A last-minute call on Friday evening by players’ body the Gaelic Players Association (GPA) for Central Council to defer a decision on this, pending the completion of the report of the fixtures work task force, was rejected and the GPA did not seek to raise the matter at Saturday’s meeting.

Rule changes that will be debated are familiar from the AFL earlier this year.
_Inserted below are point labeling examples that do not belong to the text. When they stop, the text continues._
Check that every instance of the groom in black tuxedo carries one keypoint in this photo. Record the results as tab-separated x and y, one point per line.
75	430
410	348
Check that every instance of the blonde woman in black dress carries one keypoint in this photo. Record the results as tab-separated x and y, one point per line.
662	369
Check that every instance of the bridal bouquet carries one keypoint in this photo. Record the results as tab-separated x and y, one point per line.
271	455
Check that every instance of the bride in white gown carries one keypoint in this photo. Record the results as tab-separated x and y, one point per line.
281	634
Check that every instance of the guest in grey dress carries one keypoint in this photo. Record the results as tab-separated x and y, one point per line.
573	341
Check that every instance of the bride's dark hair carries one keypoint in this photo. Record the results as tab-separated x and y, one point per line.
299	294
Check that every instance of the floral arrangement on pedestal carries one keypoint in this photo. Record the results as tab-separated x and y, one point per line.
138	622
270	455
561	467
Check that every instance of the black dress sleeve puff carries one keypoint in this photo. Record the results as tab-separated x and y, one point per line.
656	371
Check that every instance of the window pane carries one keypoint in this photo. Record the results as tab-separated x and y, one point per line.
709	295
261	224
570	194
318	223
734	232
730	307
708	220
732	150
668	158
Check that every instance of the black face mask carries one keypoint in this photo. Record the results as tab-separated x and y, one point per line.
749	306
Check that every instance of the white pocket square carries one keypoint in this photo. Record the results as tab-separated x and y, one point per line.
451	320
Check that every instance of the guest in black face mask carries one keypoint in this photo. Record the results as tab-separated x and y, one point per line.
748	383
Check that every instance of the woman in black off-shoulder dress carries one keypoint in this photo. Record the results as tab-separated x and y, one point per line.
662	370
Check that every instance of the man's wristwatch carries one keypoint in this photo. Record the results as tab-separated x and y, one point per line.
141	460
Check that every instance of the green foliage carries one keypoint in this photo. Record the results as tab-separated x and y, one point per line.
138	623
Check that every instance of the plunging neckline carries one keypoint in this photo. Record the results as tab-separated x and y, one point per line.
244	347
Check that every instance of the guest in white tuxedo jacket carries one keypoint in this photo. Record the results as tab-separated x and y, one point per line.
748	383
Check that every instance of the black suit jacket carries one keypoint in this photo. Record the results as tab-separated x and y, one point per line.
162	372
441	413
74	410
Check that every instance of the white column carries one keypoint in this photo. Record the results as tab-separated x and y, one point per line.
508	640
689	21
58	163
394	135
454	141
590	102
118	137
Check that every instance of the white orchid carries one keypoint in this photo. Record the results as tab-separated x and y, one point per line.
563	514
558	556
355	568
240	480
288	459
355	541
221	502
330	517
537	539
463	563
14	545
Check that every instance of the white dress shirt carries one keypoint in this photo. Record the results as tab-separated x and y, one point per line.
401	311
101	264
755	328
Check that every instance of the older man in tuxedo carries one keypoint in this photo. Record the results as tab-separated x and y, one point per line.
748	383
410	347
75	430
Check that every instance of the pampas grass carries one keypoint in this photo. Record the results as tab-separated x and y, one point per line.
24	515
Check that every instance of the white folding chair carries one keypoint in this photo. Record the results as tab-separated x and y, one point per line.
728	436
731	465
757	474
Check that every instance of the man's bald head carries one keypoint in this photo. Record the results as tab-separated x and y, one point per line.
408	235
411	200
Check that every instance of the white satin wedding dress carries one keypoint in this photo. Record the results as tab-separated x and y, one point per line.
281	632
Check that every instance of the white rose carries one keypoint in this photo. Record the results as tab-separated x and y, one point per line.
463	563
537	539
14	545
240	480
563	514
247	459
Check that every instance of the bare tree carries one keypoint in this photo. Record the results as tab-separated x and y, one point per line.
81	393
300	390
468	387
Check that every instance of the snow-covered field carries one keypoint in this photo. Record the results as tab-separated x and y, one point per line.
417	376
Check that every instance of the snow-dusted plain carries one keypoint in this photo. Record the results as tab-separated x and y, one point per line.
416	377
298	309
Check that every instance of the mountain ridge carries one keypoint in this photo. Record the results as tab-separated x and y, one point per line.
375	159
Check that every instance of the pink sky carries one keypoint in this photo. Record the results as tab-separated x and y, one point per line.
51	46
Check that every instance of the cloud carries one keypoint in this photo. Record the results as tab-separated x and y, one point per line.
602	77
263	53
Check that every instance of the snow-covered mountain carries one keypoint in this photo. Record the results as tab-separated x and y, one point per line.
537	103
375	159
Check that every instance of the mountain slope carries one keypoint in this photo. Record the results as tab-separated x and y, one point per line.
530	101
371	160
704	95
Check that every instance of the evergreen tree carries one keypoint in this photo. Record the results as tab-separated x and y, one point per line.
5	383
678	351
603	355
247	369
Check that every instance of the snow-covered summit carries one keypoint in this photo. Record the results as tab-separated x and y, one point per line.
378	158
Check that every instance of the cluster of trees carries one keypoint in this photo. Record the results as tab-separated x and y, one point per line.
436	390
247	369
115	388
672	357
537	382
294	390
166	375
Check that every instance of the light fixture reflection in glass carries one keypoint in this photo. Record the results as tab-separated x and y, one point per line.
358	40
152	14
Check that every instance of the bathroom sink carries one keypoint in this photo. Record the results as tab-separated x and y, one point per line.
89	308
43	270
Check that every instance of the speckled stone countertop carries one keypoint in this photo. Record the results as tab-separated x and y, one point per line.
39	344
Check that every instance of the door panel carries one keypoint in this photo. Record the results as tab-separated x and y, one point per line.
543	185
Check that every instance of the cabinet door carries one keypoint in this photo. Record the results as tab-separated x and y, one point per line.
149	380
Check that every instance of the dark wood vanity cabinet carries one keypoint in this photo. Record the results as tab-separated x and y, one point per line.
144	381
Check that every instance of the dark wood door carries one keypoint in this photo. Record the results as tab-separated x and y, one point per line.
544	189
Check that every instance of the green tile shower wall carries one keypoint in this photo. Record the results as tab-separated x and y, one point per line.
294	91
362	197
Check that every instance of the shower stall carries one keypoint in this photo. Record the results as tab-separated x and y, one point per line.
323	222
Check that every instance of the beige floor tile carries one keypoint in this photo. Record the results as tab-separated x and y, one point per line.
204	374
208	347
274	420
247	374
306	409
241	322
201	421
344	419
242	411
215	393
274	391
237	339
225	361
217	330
Five suggestions made by the Standing Committee on the Playing Rules (SCPR) were trialled in the pre-season competitions, but one was controversially dropped before the league – the restrictions on the hand-pass – and the other four adopted.

Of those four, the prohibition on kicking line-balls backwards has been dropped, as it wasn’t felt to have made any difference, but the other three will be debated.

The kick-outs from 20 metres is probably the least contentious, but there is also believed to be support for the attacking mark and the introduction of a 10-minute sin bin – despite significant misgivings about what is seen as a softening of the black card punishment, which currently requires the offending player to be replaced for the duration of the match.

The attacking mark was reasonably popular although, for some, it entailed a slowing-down of the game, as it enables an attacker to catch a ball and halt play – the option of playing on is also there – in order to take a free kick. 

Proposals for GAA special congress in Cork, October 19th

Football rule changes
All kick-outs to be taken from the 20-metre line.

An attacking mark to be awarded when a ball is fielded having been kicked at least 20 metres inside the opposition 45.

Punishment for black cards to be eased from immediate substitution to 10 minutes in a sin bin.

Tier 2 football championship
New championship to be contested by 16 counties from Divisions Three and Four of the AFL, except those who qualify for their provincial final. Competing teams will go straight into an open-draw, knockout format as soon as they are beaten in the provincial championships. The All-Ireland qualifier series will accordingly be shortened from four to two rounds.